Patriotic Shlock: The Endless Summer

This first appeared in The Libertarian Forum, Volume XVIII, NO.7-8, July-August, 1984

What in hell is happening in America? This has been an Endless Summer, an odious, repellent, horrifying orgy of Patriotic Shlock. In all my years I have never seen so many blankety-blank American flags being waved, mindlessly, over and over again.

It started on that rotten last night of the Democratic convention, when the massed delegates were all waving, instead of the usual banners for their nominees, American flags, duly issued to them by the smooth Mondale machine. The culmination was the acceptance speech of Geraldine Ferraro, in which La Ferraro droned on about her immigrant mother, immigrant daughters, and God knows what else, all to the tune of American flags being waved, and, yes, masses of delegates sobbing and hugging each other.

I put it all down to one night’s aberration, little realizing what an orgy of mass sobbing and flag-waving we were all in for. The next step, of course, was the infernal Olympics, in which patriotic shlock reached a new all-time low. Again, what in hell is going on? There was nothing at all like this in the last Olympics held in the U.S. – the winter Olympics of 1976. There was no sobbing, no flag-waving, in fact there was a healthy realism by the media focussing on the transportation foulups at Lake Placid. But here, in L.A., in the home of Hollywood shlock, all of a sudden everyone went nuts, the audience, the media, even the athletes. The pattern began with the Opening Ceremonies, a vast exercise in tedium, when the flag-waving, the sobbing, and all the rest began, and never let up. Come on: 84 pianists in blue tuxes, simultaneously faking the playing of Rhapsody in Blue! And it wasn’t only ABC (see below) that went bonkers; the press was almost as bad, San Francisco’s famous voice of the Peepul, Truman Democrat Herb Caen, writing two lengthy columns on the wonders of the Opening Ceremonies, how it “made everyone proud to be an American again,” “proud to wave flags again,” etc. Yecchh! Also characteristically weighing in to do his muddled bit was philosopher Tibor Machan in Reason magazine, taking off on a few facts, all of them wrong, about the Olympics.

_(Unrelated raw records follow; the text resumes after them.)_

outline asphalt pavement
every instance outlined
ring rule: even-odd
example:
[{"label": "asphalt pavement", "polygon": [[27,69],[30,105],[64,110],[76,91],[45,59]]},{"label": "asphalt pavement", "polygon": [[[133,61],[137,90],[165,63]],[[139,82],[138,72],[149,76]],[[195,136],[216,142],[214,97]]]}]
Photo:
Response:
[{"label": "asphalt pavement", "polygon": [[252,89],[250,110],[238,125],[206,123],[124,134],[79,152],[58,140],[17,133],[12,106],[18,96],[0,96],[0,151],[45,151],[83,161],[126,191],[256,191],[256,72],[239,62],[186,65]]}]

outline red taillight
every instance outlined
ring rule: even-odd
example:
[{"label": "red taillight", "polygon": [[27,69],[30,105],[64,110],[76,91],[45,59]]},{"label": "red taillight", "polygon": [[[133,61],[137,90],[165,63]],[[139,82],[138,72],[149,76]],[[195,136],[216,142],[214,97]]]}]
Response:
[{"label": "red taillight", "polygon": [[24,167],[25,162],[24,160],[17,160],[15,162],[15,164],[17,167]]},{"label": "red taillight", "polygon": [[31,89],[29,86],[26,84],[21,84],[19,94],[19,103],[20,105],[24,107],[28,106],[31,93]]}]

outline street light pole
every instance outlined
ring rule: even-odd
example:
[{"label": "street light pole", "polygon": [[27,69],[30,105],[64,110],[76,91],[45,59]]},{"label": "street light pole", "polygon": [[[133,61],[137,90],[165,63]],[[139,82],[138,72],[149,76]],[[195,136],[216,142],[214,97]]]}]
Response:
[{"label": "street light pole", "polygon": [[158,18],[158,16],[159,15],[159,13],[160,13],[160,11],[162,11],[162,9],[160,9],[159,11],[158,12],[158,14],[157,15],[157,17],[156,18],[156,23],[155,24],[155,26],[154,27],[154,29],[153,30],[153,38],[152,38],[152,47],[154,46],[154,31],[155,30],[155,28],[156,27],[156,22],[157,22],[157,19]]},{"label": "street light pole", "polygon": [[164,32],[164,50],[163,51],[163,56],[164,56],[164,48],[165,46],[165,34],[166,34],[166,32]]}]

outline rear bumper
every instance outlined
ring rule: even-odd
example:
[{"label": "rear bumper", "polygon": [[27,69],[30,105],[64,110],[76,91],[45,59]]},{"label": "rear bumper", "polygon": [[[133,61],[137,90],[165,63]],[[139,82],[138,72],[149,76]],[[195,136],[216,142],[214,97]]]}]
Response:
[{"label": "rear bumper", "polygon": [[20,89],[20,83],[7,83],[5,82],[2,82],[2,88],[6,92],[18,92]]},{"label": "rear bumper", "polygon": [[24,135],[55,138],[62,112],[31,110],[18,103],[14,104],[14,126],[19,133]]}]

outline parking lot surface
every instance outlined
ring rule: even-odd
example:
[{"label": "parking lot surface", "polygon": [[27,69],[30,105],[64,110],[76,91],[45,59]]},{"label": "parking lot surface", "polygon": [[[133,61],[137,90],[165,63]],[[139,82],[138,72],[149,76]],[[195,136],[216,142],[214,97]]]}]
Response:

ABC was disgustingly chauvinist, much more than in past Olympics. Cameras pointed shamelessly to Americans to the exclusion of virtually anyone else; commentary was American-hype to the nth degree; behind every American athlete pictured was a huge American flag waving in the nonexistent breeze. ABC got so bad that Olympic authorities began to complain.

But it wasn’t just ABC or the press. It was the American masses, the audience themselves, that succumbed to the most unsportsmanlike behavior. The mob, bellowing “USA,” “USA,” the cheers for every U.S. point, the booing when a U.S. gymnast got less than a perfect 10. Probably the low point of the entire Games was when Carl Lewis, upon winning the 100 meters – typically, about 20 meters ahead of everyone else – grabbed a huge American flag, and virtually wrapping himself in the thing, ran around the Stadium. It was the apex of a truly obscene spectacle.

And what ever happened to the old propaganda of the U.S. media that the Olympic Games are not a team, but an individual, sport, so that one shouldn’t even count the medals gained by the various countries? That old hype apparently applied only when the Soviet Union and East Germany used to walk off with most of the medals. But now that the East European bloc was safely out of the way, Oh the crowing and oh the gloating about all the medals “we” of the U.S. were racking up! Hey, fantastic, so we beat up on the British Antilles, and all the other one-horse countries that the U.S. paid to show up. As usual, the American mob was ungallant from start to finish, as in the invasion of tiny Grenada, gloating about the huge U.S. stomping on minuscule opposition!

An old friend of mine, a U.S. patriot from many years of being obliged to live in a hated foreign land, upon watching the opening ceremonies, lamented, “It made me ashamed to be an American!”

I tell you: Watching the Olympics made me nostalgic for the good old days of the New Left, and the ranting about “Amerika” or even “Amerikkka.” One more day of this horror, one more binge of patriotic sobbing and flag-waving, and I will be ready for the Jeff Hummell Deviation (i.e. opposition to all nationalism, even national liberation against imperial States.) And for the first time in decades I look with favor on old Herbert Hoover, President when the last Summer Olympics were held in the U.S. (Los Angeles in 1932), who didn’t bother officiating at the opening ceremonies because “they weren’t important.” At this point, I am almost ready to forgive Hoover his origination of the New Deal.